Biden Goes All In On Revolting Defense of Private Health Insurance

Is Joe Biden running for president of the United States or the private health insurance fan club? It’s hard to say at this point.

In the latest iteration of his campaign for Best Good Insurance-Loving Boy, he posted an ad featuring a woman who just loves her private insurance and wants to keep it.

The rhetoric in this ad is fundamentally conservative. The woman in the ad, identified only as Marcy, says that she has private insurance that she wants to keep, because “my husband and I worked for over 30 years, I feel we earned that benefit.” The implication of this is that if you didn’t work, you didn’t earn your healthcare, and you don’t deserve what she has—private, better healthcare than Medicare for All, or whatever the masses get. It is an argument for a two-tiered system where some people get better care than others. This is a message that would fit in just fine in a Paul Ryan speech. (This is not Marcy’s fault, mind you—it’s the message Joe Biden wants you to hear.)

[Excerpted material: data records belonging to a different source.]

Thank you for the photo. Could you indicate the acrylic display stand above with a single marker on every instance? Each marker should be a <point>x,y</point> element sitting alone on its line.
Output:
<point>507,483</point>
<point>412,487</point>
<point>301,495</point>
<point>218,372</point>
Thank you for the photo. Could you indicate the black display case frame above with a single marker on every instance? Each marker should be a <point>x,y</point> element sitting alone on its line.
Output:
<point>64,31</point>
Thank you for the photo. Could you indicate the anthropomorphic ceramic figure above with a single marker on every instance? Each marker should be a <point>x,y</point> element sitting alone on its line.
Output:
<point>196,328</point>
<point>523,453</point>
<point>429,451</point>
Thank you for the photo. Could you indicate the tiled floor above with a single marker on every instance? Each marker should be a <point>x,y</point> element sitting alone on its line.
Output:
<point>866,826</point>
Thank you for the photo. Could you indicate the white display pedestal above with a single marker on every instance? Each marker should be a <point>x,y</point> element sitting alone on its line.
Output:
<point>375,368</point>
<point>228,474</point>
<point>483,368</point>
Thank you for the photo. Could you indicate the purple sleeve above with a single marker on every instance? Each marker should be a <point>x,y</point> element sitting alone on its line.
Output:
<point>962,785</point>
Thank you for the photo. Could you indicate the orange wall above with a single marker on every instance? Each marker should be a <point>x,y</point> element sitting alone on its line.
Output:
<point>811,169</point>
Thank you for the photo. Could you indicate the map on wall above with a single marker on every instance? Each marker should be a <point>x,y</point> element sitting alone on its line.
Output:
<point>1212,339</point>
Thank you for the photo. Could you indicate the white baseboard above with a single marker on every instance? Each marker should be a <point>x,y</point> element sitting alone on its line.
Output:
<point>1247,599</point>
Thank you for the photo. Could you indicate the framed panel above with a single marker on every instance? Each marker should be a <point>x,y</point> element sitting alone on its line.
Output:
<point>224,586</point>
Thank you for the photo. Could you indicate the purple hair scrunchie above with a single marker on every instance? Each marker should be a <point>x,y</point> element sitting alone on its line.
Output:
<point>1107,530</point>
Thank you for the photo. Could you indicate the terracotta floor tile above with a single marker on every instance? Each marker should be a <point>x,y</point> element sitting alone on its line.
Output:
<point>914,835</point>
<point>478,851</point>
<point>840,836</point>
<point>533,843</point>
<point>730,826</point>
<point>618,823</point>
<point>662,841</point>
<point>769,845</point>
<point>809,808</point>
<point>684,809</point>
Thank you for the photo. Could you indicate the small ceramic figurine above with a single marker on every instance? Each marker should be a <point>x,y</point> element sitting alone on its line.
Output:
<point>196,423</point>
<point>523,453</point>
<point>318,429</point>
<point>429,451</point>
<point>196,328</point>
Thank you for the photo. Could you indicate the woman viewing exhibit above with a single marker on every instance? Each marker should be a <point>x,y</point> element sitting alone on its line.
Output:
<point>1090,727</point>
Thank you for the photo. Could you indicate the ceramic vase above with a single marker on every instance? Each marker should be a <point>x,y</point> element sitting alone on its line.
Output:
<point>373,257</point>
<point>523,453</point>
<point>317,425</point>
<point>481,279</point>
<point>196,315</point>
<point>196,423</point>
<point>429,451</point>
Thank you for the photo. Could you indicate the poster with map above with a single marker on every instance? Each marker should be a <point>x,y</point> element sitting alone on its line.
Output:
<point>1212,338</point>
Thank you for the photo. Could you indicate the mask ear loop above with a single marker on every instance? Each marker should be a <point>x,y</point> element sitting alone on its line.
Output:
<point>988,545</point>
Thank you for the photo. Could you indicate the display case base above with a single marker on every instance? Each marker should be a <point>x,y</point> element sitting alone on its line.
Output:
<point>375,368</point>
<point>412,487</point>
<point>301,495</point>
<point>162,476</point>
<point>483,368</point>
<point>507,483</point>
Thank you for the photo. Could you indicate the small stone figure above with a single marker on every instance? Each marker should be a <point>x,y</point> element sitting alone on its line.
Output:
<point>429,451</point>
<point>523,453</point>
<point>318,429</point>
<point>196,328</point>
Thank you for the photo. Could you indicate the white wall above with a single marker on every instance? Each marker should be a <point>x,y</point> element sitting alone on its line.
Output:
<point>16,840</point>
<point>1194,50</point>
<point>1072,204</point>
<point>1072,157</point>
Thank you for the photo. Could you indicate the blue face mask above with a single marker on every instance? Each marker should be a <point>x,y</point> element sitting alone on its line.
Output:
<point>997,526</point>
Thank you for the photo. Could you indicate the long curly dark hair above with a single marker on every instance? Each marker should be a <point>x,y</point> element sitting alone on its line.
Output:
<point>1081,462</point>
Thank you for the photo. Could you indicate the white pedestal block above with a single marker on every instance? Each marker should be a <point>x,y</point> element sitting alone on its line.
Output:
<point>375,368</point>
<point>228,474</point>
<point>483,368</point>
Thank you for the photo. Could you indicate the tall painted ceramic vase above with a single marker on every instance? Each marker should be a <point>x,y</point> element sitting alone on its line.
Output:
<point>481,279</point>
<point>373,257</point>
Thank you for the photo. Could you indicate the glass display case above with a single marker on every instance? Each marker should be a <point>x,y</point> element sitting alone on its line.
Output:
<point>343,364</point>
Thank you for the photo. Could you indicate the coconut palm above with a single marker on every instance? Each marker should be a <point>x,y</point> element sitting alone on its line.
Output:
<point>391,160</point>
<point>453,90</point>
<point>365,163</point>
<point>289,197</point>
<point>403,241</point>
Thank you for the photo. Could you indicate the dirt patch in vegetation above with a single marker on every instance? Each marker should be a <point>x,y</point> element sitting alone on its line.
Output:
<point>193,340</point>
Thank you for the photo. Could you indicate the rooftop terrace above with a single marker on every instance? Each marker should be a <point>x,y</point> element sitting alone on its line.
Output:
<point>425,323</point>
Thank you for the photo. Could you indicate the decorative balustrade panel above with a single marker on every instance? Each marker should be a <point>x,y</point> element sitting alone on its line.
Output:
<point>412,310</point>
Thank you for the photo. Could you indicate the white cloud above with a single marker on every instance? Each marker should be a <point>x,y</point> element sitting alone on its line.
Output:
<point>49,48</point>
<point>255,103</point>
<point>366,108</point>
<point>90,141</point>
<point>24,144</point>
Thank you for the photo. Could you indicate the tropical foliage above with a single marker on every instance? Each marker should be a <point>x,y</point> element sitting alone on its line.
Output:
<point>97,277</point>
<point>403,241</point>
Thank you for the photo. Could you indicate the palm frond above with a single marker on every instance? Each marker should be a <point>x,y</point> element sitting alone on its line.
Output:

The follow-up tweet makes an even more cynical argument, aimed at union members:

The idea that because their union had to fight for a healthcare plan, that means it necessarily must be better for them to keep having to fight for it, is absurd. If decent healthcare was not something that workers had to fight their bosses over—if it wasn’t attached to their job at all, for example—they could fight for other things instead, such as higher wages, or better working conditions. Adequate healthcare should not be a bargaining chip that your boss can degrade in exchange for adequate retirement or childcare provision. Your union should not have to compromise on healthcare at all, nor should they have to compromise on anything else to win a good healthcare plan.

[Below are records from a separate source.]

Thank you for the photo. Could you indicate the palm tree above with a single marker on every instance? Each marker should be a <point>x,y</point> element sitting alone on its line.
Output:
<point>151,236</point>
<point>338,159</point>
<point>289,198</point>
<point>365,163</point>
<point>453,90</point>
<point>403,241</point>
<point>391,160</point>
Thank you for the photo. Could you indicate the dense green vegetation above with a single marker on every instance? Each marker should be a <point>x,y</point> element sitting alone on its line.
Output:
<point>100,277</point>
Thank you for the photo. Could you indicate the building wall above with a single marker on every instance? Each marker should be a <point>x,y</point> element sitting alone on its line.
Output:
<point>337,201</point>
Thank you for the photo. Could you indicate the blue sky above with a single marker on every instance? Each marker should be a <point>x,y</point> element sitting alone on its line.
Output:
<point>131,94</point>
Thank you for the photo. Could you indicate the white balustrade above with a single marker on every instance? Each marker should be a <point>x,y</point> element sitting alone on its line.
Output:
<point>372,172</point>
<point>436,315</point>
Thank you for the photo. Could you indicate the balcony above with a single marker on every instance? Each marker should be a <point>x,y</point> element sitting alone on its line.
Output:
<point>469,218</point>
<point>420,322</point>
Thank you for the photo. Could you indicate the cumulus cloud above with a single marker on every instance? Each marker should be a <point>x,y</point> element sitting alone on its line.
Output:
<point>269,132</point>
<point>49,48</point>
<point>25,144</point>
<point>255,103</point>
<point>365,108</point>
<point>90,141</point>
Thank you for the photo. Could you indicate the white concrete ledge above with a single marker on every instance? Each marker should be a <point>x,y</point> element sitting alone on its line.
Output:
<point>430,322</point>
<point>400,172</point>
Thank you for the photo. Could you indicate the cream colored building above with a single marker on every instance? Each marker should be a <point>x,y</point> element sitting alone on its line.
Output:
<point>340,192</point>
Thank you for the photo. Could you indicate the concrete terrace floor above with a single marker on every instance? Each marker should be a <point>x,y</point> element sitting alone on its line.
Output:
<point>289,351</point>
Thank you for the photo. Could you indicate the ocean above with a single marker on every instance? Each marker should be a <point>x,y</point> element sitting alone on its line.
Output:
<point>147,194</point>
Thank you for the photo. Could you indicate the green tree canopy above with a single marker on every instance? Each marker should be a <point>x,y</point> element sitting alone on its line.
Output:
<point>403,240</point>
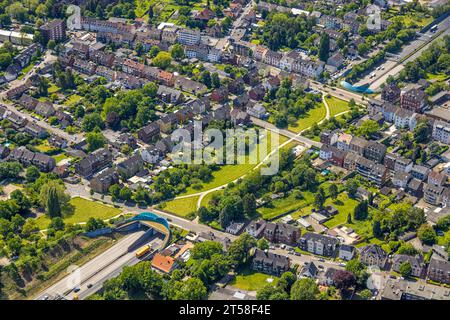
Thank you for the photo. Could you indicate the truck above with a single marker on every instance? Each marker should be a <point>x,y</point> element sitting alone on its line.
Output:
<point>142,251</point>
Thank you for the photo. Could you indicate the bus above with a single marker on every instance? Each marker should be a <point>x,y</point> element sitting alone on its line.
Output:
<point>142,251</point>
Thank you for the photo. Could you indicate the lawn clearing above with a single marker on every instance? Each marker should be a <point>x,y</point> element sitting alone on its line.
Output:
<point>83,210</point>
<point>252,281</point>
<point>311,117</point>
<point>230,172</point>
<point>336,105</point>
<point>181,207</point>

What Joe Biden is doing is sick. His entire healthcare message is an implicit threat—that if you’re not currently in thousands of dollars of medical debt or dying of a preventable disease because you couldn’t go to the doctor, things can only get worse for you if we take the risk of transitioning to Medicare for All. He is appealing to those who have managed to make our healthcare nightmare just about work for them (for now, anyway) and lying to them about what would happen if Medicare for All happened.

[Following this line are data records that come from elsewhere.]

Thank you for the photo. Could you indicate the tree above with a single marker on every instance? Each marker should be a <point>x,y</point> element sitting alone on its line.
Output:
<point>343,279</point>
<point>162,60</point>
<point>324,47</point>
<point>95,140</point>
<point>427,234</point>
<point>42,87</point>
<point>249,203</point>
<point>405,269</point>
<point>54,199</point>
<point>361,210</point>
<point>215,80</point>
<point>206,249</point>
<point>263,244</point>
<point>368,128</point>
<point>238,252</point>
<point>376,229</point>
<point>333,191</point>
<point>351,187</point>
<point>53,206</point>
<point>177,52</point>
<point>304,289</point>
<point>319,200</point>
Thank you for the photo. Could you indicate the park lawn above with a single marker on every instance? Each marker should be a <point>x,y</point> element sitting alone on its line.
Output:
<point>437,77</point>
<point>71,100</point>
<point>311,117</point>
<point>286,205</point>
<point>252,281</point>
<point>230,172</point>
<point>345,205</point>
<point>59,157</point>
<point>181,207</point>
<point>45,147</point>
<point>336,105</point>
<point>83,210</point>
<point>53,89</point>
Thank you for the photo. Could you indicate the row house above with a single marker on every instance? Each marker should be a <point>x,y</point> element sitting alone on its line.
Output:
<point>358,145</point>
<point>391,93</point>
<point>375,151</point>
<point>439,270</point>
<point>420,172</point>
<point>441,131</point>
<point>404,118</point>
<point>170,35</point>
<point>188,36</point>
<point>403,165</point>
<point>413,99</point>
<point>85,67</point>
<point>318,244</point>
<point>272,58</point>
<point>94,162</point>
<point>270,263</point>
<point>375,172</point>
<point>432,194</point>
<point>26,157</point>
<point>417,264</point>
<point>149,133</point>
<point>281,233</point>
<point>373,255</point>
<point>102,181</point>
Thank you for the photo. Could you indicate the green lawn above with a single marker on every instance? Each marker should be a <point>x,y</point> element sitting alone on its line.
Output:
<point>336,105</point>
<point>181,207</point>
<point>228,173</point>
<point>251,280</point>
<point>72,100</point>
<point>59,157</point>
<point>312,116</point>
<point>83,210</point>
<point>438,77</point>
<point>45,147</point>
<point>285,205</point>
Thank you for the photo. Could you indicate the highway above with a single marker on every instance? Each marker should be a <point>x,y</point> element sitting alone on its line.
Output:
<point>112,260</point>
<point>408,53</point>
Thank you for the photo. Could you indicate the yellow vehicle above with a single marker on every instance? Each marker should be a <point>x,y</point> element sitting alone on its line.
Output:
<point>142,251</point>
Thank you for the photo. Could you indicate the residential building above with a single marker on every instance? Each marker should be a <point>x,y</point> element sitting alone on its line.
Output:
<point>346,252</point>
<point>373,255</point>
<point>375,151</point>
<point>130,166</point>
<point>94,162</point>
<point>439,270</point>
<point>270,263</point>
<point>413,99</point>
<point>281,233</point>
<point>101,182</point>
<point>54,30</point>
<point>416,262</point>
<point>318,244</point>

The American healthcare system is not logical, humane, or just, but the former vice president is using the assumptions baked into that sick system to frighten voters away from fighting for anything else. It is abusive. It’s like threatening a group of prisoners that if they broke down the walls of the jail, they won’t have the thin blankets they’re used to anymore—never mind if what’s outside the jail is a warm bed and a cup of cocoa. Just don’t mention that part.

Biden is fully committed to running a presidential campaign that tells the lies the healthcare industry wants told in order to make it harder for Medicare for All to pass. The best case scenario here is that he’s willing to say anything to win—but if he loses, and a better candidate does try to pass Medicare for All, he’s spent months and millions on making it far harder. A worse scenario is that he’s dumb enough to believe all this. Worse still, he’s acting on behalf of the sick industries that profit off this system, and who spend millions on lobbyists—including a top campaign aide of his—to keep it this way.

A Democrat should not be making conservative arguments in favor of private insurance. This is not some insane lefty litmus test; it’s common sense.